1. It cannot seriously be argued that a prospective juror in an arson case could remain neutral after hearing sworn testimony by another prospective juror to the effect that the defendant was reputed to be a firebug. If such knowledge was sufficient to authorize the disqualification of the panel member who made the statement, as the trial court evidently concluded, it was necessarily sufficient to require the disqualification of the others.

This court was faced with a very similar situation in Lingerfelt v. State, 147 Ga. App. 371 (1) (249 SE2d 100) (1978). The defendant in that case was on trial for breaking into a woman’s home and raping her. During voir dire, one of the prospective jurors stated, in the presence of the other prospective jurors, that he could not be impartial because he had heard several persons state that the accused was a peeping tom. The court held that such a statement was “inherently prejudicial and deprived the appellant of his right to begin his trial with a jury ‘free from even a suspicion of prejudgment or fixed opinion ... [a]nd this is true although the challenged jurors qualified by their answers to the usual questions propounded.’ [Cits.]” Id. at 373-374. We find Lingerfelt to be controlling on the facts before us now. The case further requires us to reject the state’s contention that defense counsel did not properly preserve the issue for appellate review because he failed to obtain a ruling on his challenge to the poll and because the motions for mistrial and for continuance were not proper methods of raising the challenge. The only motion made by defense counsel in Lingerfelt was for a mistrial.
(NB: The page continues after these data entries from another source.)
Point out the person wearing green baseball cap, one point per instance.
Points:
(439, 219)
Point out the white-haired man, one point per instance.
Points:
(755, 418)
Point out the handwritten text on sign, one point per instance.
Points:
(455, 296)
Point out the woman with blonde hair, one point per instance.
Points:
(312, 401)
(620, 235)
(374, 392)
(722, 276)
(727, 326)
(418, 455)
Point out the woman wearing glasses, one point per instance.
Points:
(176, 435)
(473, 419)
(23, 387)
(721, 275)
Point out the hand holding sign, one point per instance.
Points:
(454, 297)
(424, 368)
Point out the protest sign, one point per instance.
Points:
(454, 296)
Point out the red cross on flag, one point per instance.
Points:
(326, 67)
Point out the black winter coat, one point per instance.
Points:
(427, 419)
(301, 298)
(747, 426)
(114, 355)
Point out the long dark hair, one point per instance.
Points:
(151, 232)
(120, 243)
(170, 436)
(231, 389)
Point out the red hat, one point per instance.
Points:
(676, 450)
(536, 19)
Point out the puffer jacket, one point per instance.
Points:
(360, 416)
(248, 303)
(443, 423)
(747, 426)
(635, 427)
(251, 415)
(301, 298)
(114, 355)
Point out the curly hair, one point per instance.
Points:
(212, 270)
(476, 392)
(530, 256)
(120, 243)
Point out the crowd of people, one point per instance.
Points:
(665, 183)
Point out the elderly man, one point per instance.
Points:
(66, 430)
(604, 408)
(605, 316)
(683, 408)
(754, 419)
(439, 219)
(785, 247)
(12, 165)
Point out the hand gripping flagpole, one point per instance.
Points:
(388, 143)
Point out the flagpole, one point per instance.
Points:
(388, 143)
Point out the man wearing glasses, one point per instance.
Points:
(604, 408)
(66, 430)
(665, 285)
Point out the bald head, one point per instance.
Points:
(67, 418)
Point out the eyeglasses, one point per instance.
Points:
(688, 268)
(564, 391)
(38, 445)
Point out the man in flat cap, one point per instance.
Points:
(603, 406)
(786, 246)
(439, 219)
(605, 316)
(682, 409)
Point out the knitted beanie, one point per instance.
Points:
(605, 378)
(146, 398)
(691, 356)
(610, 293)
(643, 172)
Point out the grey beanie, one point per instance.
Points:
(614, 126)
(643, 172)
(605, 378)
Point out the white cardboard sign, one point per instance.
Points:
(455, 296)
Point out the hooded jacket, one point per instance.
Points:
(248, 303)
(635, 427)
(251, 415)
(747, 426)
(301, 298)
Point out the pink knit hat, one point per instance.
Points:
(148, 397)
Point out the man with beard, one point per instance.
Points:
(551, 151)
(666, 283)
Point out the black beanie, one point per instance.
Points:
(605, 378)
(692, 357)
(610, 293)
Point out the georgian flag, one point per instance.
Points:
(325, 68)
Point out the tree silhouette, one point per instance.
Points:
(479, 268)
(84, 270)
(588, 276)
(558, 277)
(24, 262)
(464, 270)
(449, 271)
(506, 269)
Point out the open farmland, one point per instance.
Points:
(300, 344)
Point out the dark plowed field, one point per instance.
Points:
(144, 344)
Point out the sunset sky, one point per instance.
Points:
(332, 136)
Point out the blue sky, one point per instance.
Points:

We held that this was equivalent to a challenge to the poll, stating[*94] that “where the relief sought in a motion is clear and it is shown that the accused is entitled to the relief, it is error to deny it on the basis of a mere defect in nomenclature.” Id. at 373.

Submitted September 4, 1980 Decided October 14, 1980. Charles L. Wilkinson, III, for appellant. Richard E. Allen, District Attorney, for appellee.

2. In view of the above ruling, it is unnecessary to address the appellant’s remaining enumeration of error. <

Judgment reversed.

McMurray, P. J., and Smith, J, concur.